- Origin: Lansing, Michigan, United States
- Genres: Deathcore, death metal, Christian metal, brutal death metal
- Years active: 2021-present
- Labels: Rottweiler (2022-2024), Currently Independent
- Members: Conner Luttig Jacob Kanclerz Shane Lewis Giulian Cardillo Jon James
- Past members: Eric Farnum Johnny Beriault Cody Kessler Matt Kunkel Ernie Colwell Dominic Cardillo
- Website: vmdeath.com

= Voluntary Mortification =

American deathcore act

Voluntary Mortification is an American Christian deathcore band based in Lansing, Michigan, known for their "Catholic death metal" sound. The band's name came from "one of the core principles of Christian living: to voluntarily deny yourself on a daily basis, modeled after Christ and His example, is the path to redemption and salvation" and "the path of mortification, and the journey of life in general" which involves the "universal concept of suffering". It is not related to Christian death metal forerunners Mortification as none of the members had heard of the band previously.

Voluntary Mortification released their debut album Suffer to Rise on July 22, 2022, via Rottweiler Records. In late 2023, the band hired a new drummer, Giulian Cardillo, and his father Dominic on bass, who later became their sound technician when replaced by Jon James. A new single "Death Cult" was released on January 24, 2025. Per their social media pages, they are releasing EP Mortem Cultus on 9/26/2025.

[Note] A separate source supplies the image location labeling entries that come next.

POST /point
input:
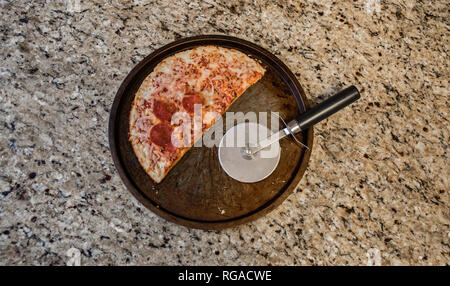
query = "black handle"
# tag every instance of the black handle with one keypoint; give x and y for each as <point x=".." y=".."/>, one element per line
<point x="330" y="106"/>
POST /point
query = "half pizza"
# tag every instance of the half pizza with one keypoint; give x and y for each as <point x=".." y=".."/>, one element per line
<point x="205" y="80"/>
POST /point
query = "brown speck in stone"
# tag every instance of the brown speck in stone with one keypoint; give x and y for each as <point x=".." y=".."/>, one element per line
<point x="105" y="178"/>
<point x="394" y="137"/>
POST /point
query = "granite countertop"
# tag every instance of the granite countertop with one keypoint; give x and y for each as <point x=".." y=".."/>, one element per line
<point x="376" y="188"/>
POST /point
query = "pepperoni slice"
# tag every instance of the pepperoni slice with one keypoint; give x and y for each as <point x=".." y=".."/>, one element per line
<point x="190" y="100"/>
<point x="164" y="110"/>
<point x="161" y="135"/>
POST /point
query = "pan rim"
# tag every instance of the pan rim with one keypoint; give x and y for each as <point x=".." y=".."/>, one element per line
<point x="191" y="42"/>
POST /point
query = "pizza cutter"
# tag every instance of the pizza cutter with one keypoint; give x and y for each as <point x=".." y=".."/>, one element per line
<point x="248" y="157"/>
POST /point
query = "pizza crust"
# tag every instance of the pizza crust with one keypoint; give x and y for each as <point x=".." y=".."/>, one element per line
<point x="214" y="75"/>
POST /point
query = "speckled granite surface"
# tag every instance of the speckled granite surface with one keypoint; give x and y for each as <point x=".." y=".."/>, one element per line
<point x="376" y="189"/>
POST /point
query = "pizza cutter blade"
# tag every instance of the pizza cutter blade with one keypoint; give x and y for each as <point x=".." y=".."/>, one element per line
<point x="234" y="156"/>
<point x="255" y="157"/>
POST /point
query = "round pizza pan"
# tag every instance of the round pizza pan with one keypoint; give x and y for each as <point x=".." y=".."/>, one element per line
<point x="197" y="192"/>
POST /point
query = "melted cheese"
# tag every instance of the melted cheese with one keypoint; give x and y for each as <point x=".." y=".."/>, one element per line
<point x="218" y="75"/>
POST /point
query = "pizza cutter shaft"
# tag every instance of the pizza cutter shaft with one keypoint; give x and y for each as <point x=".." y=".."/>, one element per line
<point x="316" y="114"/>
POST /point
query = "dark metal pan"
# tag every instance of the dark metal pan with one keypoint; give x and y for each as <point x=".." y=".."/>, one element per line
<point x="197" y="192"/>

==Musical style and influences==
Voluntary Mortification and its material have been described as deathcore, death metal, Christian metal, and brutal death metal.

== Members ==

Current
- Conner Luttig – vocals (2021–present)
- Jacob Kanclerz – rhythm guitar (2021–present)
- Giulian Cardillo – drums (2023–present)
- Shane Lewis - lead guitar (2024–present)
- Jon James - bass (2024–present)

Former
- Eric Farnum – bass (2021–2023)
- Johnny Beriault – drums (2021–2023)
- Cody Kessler - guitar (2023)
- Matt Kunkel - guitar (2021-2023)
- Ernie Colwell - bass, guitar (2023-2024)
- Dominic Cardillo (2024) - Currently is the band's sound technician.